リスクを共有・発信する観光地へ
従来の観光地では、「安心が確保されていること」が当たり前のように考えられ、リスクについて積極的に発信することは避ける傾向がありました。しかし、石黒さんは「これまであまり取り上げられてこなかった観光とリスクの関係について、改めて考える必要がある」と指摘します。
「天候、野生動物の遭遇、参加する側のスキルや経験など無数の要素があるのでリスクの高低を完全に客観的に整理することは難しいですが、それぞれの判断を可能にする材料を提供することは観光地の責任だと感じています。観光は楽しみや喜びが中心ですが、自然からそれを享受するためには地域、事業者はもちろん参加される観光客側ともリスクを共有することが大事」と石黒さんは強調します。
新村さんも「知床に来ていただく前に旅行者に向けて、きちんとリスク情報を発信し、旅の最中の人に対しても、当日の天気やヒグマの目撃情報などをリアルタイムに伝えていくことも非常に大事になってくる」と情報発信の重要性を語ります。

世界遺産登録から20年
知床では現在、インバウンド比率が19%まで上昇しており、徐々に回復の兆しが見えています。新村さんは「安全の確保という大前提のもとで、知床の自然を楽しんでもらえるために、これからも取り組んでいきたい」と今後の展望を語ります。
石黒さんは「最も大事なのは、観光客の方に『観光事業者さんがいることでリスクが減る』という認識を持ってもらえるようにすること」と指摘します。

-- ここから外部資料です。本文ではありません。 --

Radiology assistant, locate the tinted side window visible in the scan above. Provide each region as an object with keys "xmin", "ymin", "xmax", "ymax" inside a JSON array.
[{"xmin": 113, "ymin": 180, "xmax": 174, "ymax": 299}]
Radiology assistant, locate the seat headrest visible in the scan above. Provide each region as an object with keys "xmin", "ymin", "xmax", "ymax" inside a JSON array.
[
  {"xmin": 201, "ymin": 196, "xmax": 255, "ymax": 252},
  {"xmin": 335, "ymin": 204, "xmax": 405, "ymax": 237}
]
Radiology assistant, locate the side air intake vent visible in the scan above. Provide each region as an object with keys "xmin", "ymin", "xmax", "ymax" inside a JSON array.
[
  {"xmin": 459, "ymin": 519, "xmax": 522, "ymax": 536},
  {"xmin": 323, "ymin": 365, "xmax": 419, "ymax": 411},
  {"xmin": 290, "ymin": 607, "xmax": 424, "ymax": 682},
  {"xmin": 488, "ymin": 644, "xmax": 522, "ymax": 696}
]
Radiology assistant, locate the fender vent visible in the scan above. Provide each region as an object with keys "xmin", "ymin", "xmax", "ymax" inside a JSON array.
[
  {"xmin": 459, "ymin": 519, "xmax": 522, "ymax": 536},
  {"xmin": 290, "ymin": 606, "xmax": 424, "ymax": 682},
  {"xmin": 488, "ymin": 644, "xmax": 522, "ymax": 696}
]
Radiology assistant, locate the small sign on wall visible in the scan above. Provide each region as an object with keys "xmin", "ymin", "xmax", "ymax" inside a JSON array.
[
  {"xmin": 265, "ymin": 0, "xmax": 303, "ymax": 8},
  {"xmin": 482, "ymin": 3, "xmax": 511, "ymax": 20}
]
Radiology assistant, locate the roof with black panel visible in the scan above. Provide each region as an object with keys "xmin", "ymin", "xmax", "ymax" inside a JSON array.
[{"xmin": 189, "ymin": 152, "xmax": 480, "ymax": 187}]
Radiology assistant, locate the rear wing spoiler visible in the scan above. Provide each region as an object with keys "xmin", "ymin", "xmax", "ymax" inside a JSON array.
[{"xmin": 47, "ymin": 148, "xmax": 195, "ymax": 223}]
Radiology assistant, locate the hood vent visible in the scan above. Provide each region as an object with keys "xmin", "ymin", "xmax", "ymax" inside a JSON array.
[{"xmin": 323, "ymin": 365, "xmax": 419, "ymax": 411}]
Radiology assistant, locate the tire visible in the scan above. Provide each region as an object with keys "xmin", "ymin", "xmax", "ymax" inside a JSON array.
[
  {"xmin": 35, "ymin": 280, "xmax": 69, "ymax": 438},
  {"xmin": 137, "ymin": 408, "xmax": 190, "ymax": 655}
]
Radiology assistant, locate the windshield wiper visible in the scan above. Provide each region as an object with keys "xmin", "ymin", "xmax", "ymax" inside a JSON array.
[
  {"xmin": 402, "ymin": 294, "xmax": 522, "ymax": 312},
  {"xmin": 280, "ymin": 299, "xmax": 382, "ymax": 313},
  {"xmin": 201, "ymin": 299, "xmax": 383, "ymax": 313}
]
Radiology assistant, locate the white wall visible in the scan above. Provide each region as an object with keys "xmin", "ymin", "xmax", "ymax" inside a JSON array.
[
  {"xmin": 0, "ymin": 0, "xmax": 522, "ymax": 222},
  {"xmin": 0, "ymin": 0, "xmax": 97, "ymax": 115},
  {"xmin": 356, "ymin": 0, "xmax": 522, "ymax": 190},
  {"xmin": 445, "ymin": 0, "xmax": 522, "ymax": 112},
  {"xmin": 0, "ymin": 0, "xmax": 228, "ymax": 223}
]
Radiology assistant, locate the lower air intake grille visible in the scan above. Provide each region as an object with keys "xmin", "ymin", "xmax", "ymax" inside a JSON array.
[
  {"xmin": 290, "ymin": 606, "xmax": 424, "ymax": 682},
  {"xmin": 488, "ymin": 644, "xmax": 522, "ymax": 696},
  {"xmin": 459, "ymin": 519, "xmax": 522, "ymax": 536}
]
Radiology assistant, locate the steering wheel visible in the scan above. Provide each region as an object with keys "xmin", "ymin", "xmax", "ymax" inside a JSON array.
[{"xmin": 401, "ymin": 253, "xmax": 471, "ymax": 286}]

「例えば1人で森に入っていくと、ヒグマに会ってしまうかもしれないけれども、ガイドの皆さんと入ることでリスクが下がる。個人で自由に訪れるのではなく、地元を知り尽くした事業者やガイドとともに自然を楽しむことが重要という考え方に変化させていくことが大事です」
世界自然遺産の登録から今年で20年を迎える知床。観光船事故を教訓に、地域がどう向き合うべきか——その答えを模索する取り組みは、他の観光地にとっても活かされうるものではないでしょうか。